La rama de Diana por Luis Pancorbo

En la bella localidad de Nemi se ha encontrado el tiesto en el que pudo estar plantado el árbol de la rama de oro.

Luis Pancorbo

Diana, la luna, la cazadora, no era una criatura de ficción sino además una diosa a la que la gente iba a adorar en su santuario de Nemi, un lugar fascinante al sur de Roma. En pocos sitios como ahí se dan cita tantos acicates del pasado y del presente. Nemi es paisaje, gastronomía y la madre de muchos mitos, empezando por el de la rama dorada, eje de la gran investigación de Frazer. Pero si alguien fuese por lo pictórico, Nemi tampoco defrauda al natural con su cráter lleno de agua azulada, y sus riberas boscosas, pese a haber sido pintada por Turner en un cuadro memorable. Parece como si Turner hubiese inventado un nuevo color, el oro viejo del crepúsculo, para iluminar el bosque nemoroso en torno al lago de Nemi. Si no, siempre se puede echar mano de la poesía de Ovidio y respirar con fuerte dilatación de las aletas de la nariz y de las más secretas entretelas. Eneas viajaba con toda seguridad por el Hades con una rama de oro en la mano.

Ya ha llegado el mes de las flores, y en Nemi el de las fragoline di bosco, fresas diminutas que pueden ser un buen postre tras una pasta con salsa de jabalí. Conviene celebrar la luna de Diana como se debe, y felicitar a los amantes de La rama dorada (1870), de Frazer, un libro que en un momento es todos los libros, cuanto se podía imaginar y saber en torno a los mitos a lo ancho y largo del mundo a partir del mito de Nemi. Y es que ahí vivía el rex nemorensis, el sacerdote-rey, el que había que matar para que la sucesión al trono, la estructura de un pensamiento salvaje, pero con pátina dorada, continuara afianzándose y con ella el calendario, el reloj de la naturaleza y la vida de los hombres.

Se dirá que eso es una excursión por el pasado, y lo que importa es viajar por el presente. Yo creo que hay que viajar donde suceden las cosas de acuerdo con una lógica que no es la que te acompaña como un churro al desayunar en tu casa. Y además hay momentos y momentos. En Nemi, la hermosa localidad de los Castillos Romanos, se ha encontrado el tiesto -el alcorque más bien- en el que pudo estar plantado el árbol de la rama de oro. Eso sostiene Filippo Coarelli, arqueólogo de la Universidad de Perugia, entregado por décadas a la pasión más noble, encontrar piedras que hablen, un hombre que, pese a la penuria de medios, ha tenido su recompensa con nuevos hallazgos en el santuario de la diosa Diana.

Ya sabemos que este mundo soslaya, más que olvida, que en el principio de nuestras mentes europeas, en la matriz de nuestros mitos, se grabaron historias tan apasionantes como la de la rama dorada, a la que dedicó Frazer su vasta obra dando pábulo a legión de antropólogos, arqueólogos, poetas y lectores fascinados por Nemi. Y por el rex nemorensis, el rey del bosque nemoroso de ese pueblo lazial que se asoma a un lago volcánico cuya tersura hace pensar si no fue el mismo espejo en el que se miraba la insaciable Diana cazadora.
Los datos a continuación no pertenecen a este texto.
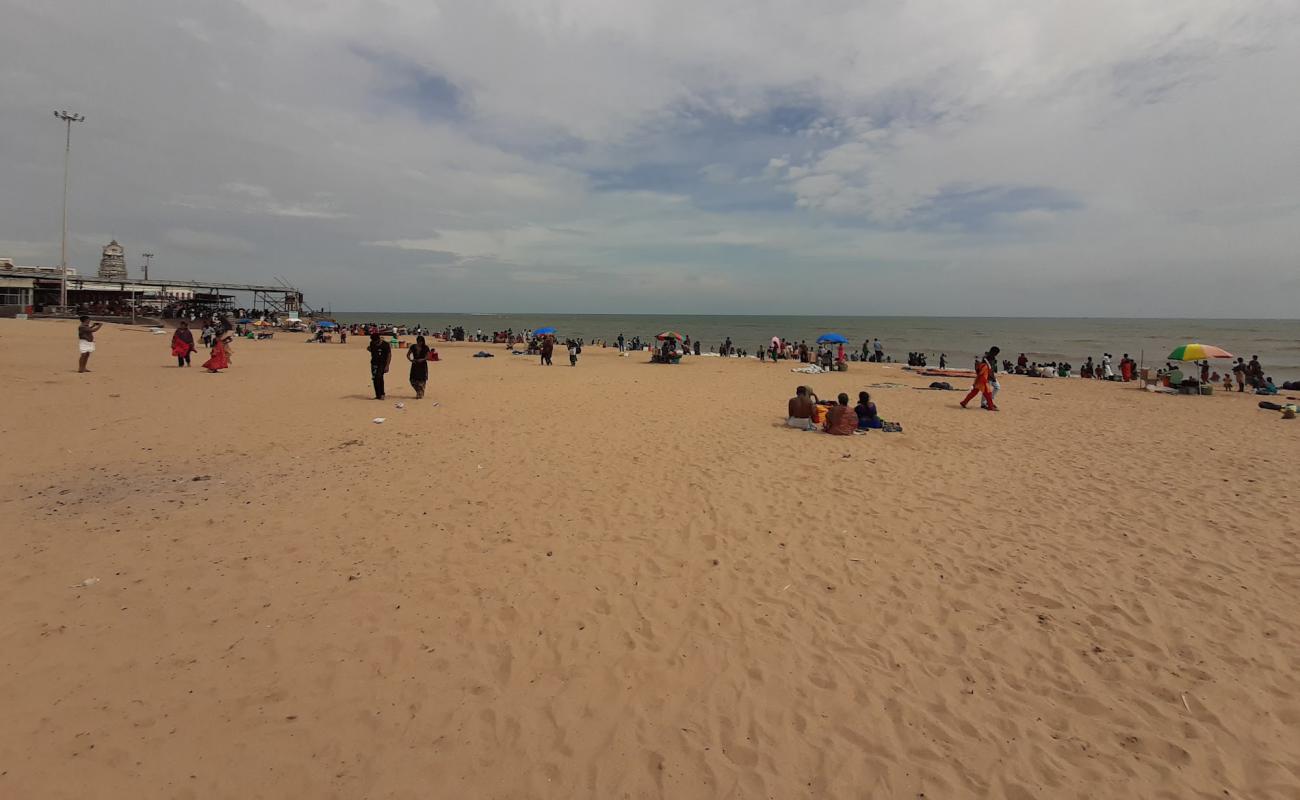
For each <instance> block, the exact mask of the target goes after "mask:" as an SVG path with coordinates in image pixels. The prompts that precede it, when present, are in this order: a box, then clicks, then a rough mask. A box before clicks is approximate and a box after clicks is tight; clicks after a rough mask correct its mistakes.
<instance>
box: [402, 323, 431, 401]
mask: <svg viewBox="0 0 1300 800" xmlns="http://www.w3.org/2000/svg"><path fill="white" fill-rule="evenodd" d="M407 360H408V362H411V388H412V389H415V398H416V399H424V386H425V384H428V382H429V345H428V343H425V341H424V337H422V336H417V337H415V343H413V345H411V346H409V347H407Z"/></svg>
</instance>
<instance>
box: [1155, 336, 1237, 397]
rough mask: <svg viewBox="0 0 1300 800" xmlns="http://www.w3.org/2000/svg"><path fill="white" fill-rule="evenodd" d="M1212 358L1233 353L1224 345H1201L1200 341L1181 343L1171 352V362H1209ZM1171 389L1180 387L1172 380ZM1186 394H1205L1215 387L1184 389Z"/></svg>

Pero la Luna es Selene, y Selene es Diana, y los antepasados de los romanos peregrinaban desde muy lejos para llevar exvotos a su templo. Y respetaban las costumbres en una tierra como la de Nemi, tan densa de dioses como de rumores de viento en la madreselva. Nadie podía cortar una rama de oro del árbol sagrado, pero si un esclavo se atrevía a hacerlo podía retar al mismo sacerdote rey del templo de Diana. Un paria, un excluido de la sociedad, y hasta de la humanidad, si lograba por su maña y fuerza romper una rama de oro podía arrebatar al rey-sacerdote la magia del poder y el dineral que fluía al santuario todos los años. El esclavo sólo necesitaba una cosa muy darwiniana: vencer al rey en limpia lid. Nemi fue así la cuna de la monarquía más democrática. Coarelli ha encontrado el receptáculo del árbol de oro (de la Edad del Bronce), y el recinto del santuario dedicado a Diana (con sus 4.000 metros cuadrados es el mayor en su tipo de todo el Lazio). Y emplazamientos de fuentes, terrazas, una cisterna y un ninfeo, además de grandes cantidades de cerámica de los siglos XIII y XII antes de Cristo. Y de allí nos llegan las buenas noticias.